欧州の地鳴りが止まない。財政危機のマグマがいずれの国で噴出するのか。ギリシャ危機が南欧に拡大し、東欧のハンガリーに飛び火した。マーケットは獲物を狙うがごとく、“次”を探す。白井・慶大教授は、「財政再建は、長く、苦しい、茨の道だ」と、欧州低迷の長期化を指摘する。

白井さゆり
慶応大学総合政策学部教授。経済学博士。専門は国際経済、マクロ経済、アジア経済。慶応大学大学院修士課程修了。コロンビア大学大学院博士課程修了。「欧州迷走」(日本経済新聞社)など著書多数。

―6月4日、ハンガリーの独自通貨フォリントが突然暴落したのはなぜか。

 現政権の失策だ。

 ハンガリーは財政赤字に悩み、また高水準の借金を抱えていた。2008年のリーマンショックで資本流出が起こり、外貨が枯渇、経済危機に陥った。IMF(国際通貨基金)とEU(欧州連合)は緊急支援プログラムを組み、200億ユーロの融資枠を設定した。支援期間は今年2010年の10月までだ。

 IMFとEUの支援は厳しい財政・経済改革が条件だ。ハンガリー政府はこの約束を死守するべく、改革を進めた。効果は現れた。財政赤字はGDP比で2006年の9%から2009年には3.9%に圧縮された。独自通貨のフォリントは一時30%近く下落したが、2009年5月から上昇し始め、外国資本も戻りつつあった。
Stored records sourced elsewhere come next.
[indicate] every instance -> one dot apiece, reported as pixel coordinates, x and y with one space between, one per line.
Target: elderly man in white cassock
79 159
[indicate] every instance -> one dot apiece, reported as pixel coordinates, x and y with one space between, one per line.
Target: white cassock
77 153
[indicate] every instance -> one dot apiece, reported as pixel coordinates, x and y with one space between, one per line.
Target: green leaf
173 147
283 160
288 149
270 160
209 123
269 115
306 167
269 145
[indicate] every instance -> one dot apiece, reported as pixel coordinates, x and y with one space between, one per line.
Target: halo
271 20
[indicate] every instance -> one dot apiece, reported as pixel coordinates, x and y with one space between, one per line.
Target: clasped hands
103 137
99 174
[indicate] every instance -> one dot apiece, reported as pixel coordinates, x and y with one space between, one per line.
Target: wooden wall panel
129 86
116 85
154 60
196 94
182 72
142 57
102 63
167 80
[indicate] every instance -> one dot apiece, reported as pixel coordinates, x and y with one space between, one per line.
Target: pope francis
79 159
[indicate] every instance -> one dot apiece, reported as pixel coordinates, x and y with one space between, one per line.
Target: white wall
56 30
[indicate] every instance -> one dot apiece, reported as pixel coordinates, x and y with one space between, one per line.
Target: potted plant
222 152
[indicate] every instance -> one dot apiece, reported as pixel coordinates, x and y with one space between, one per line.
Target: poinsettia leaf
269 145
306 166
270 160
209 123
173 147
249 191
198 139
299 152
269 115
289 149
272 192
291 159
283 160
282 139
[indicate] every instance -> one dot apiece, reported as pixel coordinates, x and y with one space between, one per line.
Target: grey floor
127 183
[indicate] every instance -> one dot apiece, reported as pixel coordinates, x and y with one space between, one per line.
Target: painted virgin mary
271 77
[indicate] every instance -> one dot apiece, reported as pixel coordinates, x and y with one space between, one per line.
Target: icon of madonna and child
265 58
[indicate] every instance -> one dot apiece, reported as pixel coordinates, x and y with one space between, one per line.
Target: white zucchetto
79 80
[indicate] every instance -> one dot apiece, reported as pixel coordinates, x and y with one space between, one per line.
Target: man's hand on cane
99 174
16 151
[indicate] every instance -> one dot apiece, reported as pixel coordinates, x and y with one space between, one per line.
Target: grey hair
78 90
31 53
―ハンガリーでは昨年4月に経済危機によって社会党政権が辞任においやられてバイナイ氏が率いる無党派の少数派内閣が成立した。この内閣はIMFプログラムに従って厳しい財政・経済改革を進めていたが、今年4月の総選挙で負けてしまった。

 そこが問題だ。財政赤字圧縮などの改革は進んだが、失業率は現在11%を超え昨年の成長率はマイナス6%となるなど厳しい経済状況を強いられ、国民の不満が溜まっていた。今年4月の総選挙で、野党のフィデス・ハンガリー市民同盟はそこに付け込んで大勝利した。「経済成長を実現する。雇用も100万人増やす。減税も行なうし財政を均衡させる」といった大衆迎合的な公約を連発した。IMFとEUプログラムでは今年、財政赤字をGDP比3.8%まで圧縮するノルマが課されている。夢物語の選挙公約と厳しい緊縮財政が両立するわけがない。

 新政権はIMFとEUを甘く見ていたのだろう。先週EUの欧州委員会に3.8%の目標を引き下げてほしいと要望した。